もうひとつの「特典」は、採用が決まった入社後に5月病対策になりそうなモノがプレゼントされるというもの。特典は次の7つから、内定者が好きなものを選択する。(1)約1万円分の食事券(2)連続5日間使用のリセット休暇(3)約1万円分のリラクゼーション回数券(4)約1万円分の体験型ギフト(5)好きな案件を担当(6)快眠枕(7)GWもお仕事。
これら特典の選定にあたっては、同社が5月病の予防・対策をリサーチ。「好きなものを食べる、しっかり休暇を取る、体を動かす、質の良い睡眠をとるといった例があったので、それぞれの対策ができる特典をご用意しました。(5)と(7)に関しては自分のやりたい案件なら気持ちも沈まない(ハズ)。逆に長く休むからこそ、連休明けに気持ちが晴れないという現役エンジニアからのリアルな意見をヒントに考案しました」となんとも配慮が行き届いている。
思惑通り優秀人材は集まるのか…
気になるのは、五月病というネガティブな側面が前面に出ている点。

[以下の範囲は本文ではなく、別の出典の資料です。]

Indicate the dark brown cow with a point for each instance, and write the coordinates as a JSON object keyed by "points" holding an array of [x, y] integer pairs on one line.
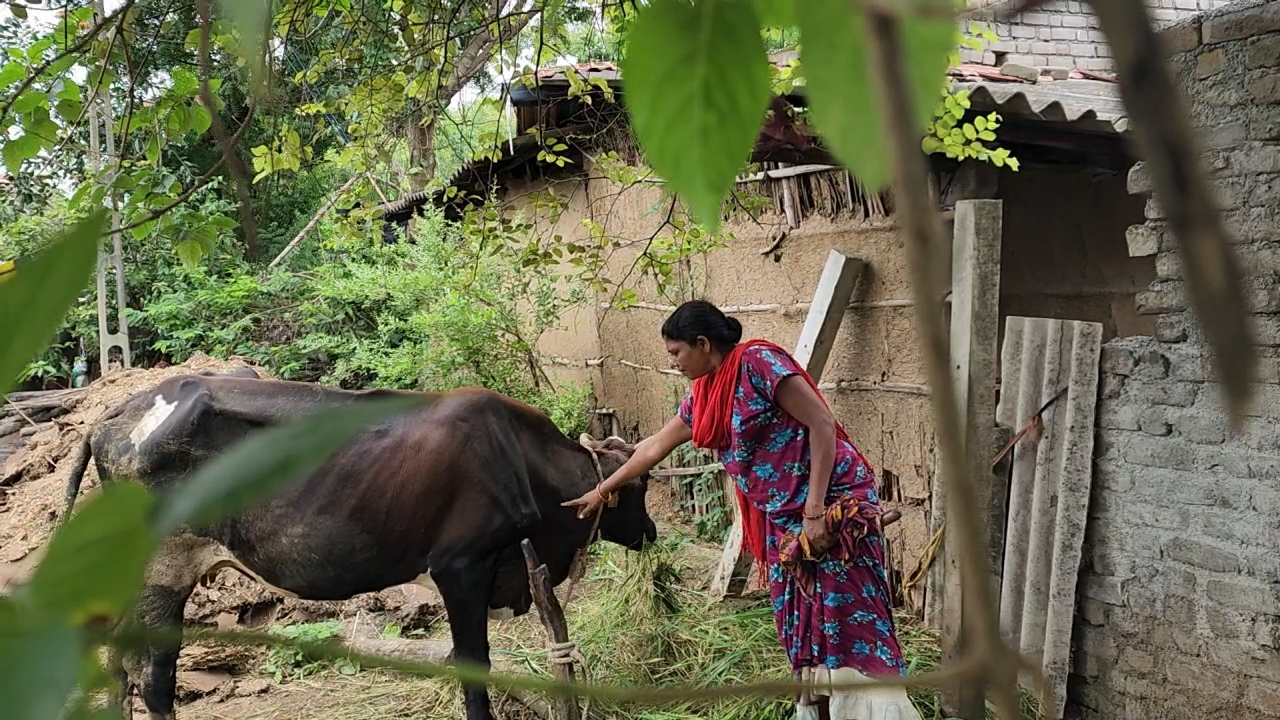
{"points": [[439, 495]]}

これで、本当に優秀な人材が集まるのだろうか…。「企画としてギリギリのラインかな?とは思っています。ですが、環境を変えたい、変えた方が良いと考え、心身に不調が出る前に対策が取れる方はきっとリスク管理の出来る優秀な方であろうと考えます」と同社では前向きに捉えている。
昨今は、複業採用や助っ人採用など、人手不足を背景に優秀人材確保のためなら「来てくれれば、できる限りの融通は利かせます」といったスタンスの採用も増加傾向にある。リセット採用は、それ以前に心身が弱り気味の“潜在優秀人材”へアプローチする、半歩進んだ形の“おもてなし系採用”といえるだろう。
ユニークさが目に付くが、決して生半可な企画でなく、同社はあくまで本気モード。現在の100人体制を2020年に200人体制にする中期計画の軸となる採用企画のひとつとして、大量採用も視野に入れる。
応募条件は、学歴不問で同社に入社希望のエンジニア、デザイナー、ディレクター、営業。募集期間は2018年4月25日から6月29日まで。おもてなし度については、飛び切り魅力的とは言えないが、求職者の立場をキチンと考えていることがにじみでる同社の企画立案の姿勢に共感する人は少なからずいるだろう。その辺りが、同採用の成否を左右することになりそうだ。